Sosyal anksiyete yaşayan birisi, topluluk içindeyken, kızaracağından, terleyeceğinden, konuşma yaparken sıkıcı olacağından, güzel ve iyi konuşamayacağından dolayı yoğun bir kaygı yaşar. Yaşadığı bu kaygı kişinin sempatik sinir sistemini harakete geçirir. ( Çünkü bu sistem, tehlike anında devreye giren, bünyeyi korumak için vücudun fonksiyonlarını ayarlayan mekanizmamızdır. ) Panik ve kaygı anında, yaşanacak olumsuzlukla mücadele edebilmek için sempatik sinir sistemimiz, vücudumuzun daha güçlü ve mücadeleci olabilmesi için çalışma sistemini değiştirir. Kalp daha hızlı çalışır, nabız artar, daha güçlü olmamız için kaslara ve daha dikkatli olabilmemiz için beyne kan pompalanır. Nefes alış veriş hızı artar, göz bebekleri büyür.. Tüm bunların sonucunda doğal olarak vücut ısısı artar, yüz kızarır, terleme artışı olur, oksijen fazlalığından baş dönmesi yada bayılma hissi gelişebilir. Bedende tüm bunlar olup biterken kişi konuşmak istediğinde sesi kısık yada farklı çıkar.
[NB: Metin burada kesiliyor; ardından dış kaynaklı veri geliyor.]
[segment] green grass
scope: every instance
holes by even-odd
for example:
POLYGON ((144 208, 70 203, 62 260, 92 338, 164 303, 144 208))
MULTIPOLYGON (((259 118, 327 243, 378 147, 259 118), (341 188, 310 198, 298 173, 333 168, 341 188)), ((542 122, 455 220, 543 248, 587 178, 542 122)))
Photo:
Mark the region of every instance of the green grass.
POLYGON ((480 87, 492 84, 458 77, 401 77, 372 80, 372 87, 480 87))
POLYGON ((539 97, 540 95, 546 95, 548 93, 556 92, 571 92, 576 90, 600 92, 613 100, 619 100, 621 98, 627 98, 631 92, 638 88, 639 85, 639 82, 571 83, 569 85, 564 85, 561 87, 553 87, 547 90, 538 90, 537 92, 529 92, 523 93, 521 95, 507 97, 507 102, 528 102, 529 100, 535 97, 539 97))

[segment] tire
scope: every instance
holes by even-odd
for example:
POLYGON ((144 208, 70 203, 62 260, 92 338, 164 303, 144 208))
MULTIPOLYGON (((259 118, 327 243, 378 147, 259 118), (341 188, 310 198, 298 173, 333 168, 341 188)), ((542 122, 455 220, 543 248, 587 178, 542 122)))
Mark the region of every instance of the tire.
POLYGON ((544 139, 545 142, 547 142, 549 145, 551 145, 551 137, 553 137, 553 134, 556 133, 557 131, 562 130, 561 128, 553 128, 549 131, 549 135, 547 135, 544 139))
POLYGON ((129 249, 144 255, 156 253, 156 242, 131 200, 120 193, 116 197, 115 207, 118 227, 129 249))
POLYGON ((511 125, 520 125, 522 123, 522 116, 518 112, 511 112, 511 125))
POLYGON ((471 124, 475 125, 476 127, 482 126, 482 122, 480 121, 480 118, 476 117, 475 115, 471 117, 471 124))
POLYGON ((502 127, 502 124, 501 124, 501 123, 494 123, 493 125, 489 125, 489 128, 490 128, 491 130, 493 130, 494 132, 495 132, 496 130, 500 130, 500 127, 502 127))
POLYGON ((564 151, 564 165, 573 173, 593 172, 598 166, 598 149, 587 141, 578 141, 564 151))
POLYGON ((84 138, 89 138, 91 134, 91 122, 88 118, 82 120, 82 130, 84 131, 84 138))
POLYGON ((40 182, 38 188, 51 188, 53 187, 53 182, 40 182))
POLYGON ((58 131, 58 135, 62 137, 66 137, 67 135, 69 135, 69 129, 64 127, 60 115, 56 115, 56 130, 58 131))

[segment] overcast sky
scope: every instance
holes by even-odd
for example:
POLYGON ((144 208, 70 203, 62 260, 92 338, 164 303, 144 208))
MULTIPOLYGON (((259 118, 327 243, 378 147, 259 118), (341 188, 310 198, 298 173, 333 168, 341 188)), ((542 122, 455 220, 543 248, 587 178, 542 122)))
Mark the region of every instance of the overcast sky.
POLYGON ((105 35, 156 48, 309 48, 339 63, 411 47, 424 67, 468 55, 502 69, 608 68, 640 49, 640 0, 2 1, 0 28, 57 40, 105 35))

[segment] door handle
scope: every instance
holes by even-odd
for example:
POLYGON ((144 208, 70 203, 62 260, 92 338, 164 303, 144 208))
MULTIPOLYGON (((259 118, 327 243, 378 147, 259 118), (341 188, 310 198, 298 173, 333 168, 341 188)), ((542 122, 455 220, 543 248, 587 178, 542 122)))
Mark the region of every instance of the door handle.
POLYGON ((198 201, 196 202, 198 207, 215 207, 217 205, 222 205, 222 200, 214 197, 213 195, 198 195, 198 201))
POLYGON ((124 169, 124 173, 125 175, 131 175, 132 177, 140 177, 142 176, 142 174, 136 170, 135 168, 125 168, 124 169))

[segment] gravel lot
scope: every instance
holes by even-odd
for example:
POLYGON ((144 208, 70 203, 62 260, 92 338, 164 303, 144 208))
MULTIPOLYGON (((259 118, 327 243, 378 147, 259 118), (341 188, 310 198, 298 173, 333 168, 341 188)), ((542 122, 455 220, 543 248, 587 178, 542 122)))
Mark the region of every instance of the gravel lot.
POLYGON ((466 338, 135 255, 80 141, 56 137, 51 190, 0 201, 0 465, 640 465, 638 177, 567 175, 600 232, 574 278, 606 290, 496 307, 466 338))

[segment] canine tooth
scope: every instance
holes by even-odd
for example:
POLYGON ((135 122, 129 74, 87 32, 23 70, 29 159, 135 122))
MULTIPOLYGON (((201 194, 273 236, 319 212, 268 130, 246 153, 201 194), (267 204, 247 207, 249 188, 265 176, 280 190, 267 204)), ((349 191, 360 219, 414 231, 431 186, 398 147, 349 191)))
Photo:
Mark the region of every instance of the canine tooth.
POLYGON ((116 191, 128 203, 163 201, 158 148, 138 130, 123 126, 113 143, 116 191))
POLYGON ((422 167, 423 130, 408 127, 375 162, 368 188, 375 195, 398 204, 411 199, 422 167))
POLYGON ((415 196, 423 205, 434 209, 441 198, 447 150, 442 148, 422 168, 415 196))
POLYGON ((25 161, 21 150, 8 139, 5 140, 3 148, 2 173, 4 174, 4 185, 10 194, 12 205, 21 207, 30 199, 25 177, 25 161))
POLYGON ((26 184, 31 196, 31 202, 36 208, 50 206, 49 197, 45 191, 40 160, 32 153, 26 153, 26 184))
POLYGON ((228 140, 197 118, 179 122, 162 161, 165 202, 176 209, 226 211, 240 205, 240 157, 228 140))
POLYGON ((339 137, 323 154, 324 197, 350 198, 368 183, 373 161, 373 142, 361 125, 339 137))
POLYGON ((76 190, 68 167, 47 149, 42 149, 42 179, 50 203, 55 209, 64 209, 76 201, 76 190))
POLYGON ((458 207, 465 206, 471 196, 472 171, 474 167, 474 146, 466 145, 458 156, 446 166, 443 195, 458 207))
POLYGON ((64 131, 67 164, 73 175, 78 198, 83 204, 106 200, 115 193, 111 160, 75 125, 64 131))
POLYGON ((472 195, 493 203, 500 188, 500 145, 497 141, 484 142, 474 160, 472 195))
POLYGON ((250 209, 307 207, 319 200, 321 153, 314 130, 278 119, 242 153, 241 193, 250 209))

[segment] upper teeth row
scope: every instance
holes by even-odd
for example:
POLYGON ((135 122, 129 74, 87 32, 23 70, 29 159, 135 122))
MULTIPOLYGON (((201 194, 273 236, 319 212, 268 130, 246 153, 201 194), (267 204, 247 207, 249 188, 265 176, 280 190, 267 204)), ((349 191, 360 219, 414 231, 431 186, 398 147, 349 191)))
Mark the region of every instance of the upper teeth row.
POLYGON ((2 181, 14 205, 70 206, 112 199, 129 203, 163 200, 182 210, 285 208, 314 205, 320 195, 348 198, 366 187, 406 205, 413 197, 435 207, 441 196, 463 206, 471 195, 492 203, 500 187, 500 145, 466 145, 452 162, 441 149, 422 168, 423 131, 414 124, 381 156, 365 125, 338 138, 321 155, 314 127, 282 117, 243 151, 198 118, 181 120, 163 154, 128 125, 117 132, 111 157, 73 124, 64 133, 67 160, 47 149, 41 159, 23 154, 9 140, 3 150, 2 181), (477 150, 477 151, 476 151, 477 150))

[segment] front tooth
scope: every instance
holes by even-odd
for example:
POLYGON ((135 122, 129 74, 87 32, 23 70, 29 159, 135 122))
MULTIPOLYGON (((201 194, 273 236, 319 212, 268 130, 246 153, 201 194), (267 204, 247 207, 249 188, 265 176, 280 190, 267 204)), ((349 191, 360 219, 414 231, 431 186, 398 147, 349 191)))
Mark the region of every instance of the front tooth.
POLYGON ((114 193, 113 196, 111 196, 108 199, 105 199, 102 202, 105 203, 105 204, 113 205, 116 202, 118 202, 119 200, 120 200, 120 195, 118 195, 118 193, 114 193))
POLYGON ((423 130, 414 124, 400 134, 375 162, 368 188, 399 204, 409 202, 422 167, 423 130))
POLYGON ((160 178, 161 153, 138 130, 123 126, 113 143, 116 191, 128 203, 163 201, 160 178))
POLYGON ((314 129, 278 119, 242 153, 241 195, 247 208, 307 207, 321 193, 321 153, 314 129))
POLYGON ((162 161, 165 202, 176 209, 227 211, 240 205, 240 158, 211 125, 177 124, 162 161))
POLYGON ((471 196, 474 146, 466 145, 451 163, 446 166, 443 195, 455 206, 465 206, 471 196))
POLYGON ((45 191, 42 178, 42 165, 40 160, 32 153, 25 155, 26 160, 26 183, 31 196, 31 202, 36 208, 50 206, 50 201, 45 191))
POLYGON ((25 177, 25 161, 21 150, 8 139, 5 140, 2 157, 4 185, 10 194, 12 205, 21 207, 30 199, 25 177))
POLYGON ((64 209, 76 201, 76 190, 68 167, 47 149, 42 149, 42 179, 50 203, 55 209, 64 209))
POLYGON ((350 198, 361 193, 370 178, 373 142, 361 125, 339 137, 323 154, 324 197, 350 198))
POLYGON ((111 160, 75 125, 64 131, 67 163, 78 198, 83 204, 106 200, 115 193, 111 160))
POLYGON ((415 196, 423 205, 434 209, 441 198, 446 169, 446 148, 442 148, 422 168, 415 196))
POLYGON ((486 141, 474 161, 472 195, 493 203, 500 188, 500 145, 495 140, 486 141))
Yani topluluk önünde yaşamaktan kaygılandığı durum tam olarak başına gelir. Nefes alış veriş hızından, terleme ve kızarmasından dolayı dışarıdan kişinin heyecanlandığı belli olur, baş dönmesi ve bayılma hissi yaşayabilir, beden tüm bunlarla uğraşırken sesi kısık çıkabilir, konuşmalarının içeriği tuhaflaşabilir.
Bu durumlar sebebi ile, sosyal anksiyete yaşayan kişilerde kaygı yaşayacakları ortamlardan kaçınma çok sık görülür, tedavi edilmediği sürece hayatları çok büyük ölçüde kısıtlanır. Sosyal fobi psikoterapi ile çok rahat sonuç alınan bir rahatsızlıktır.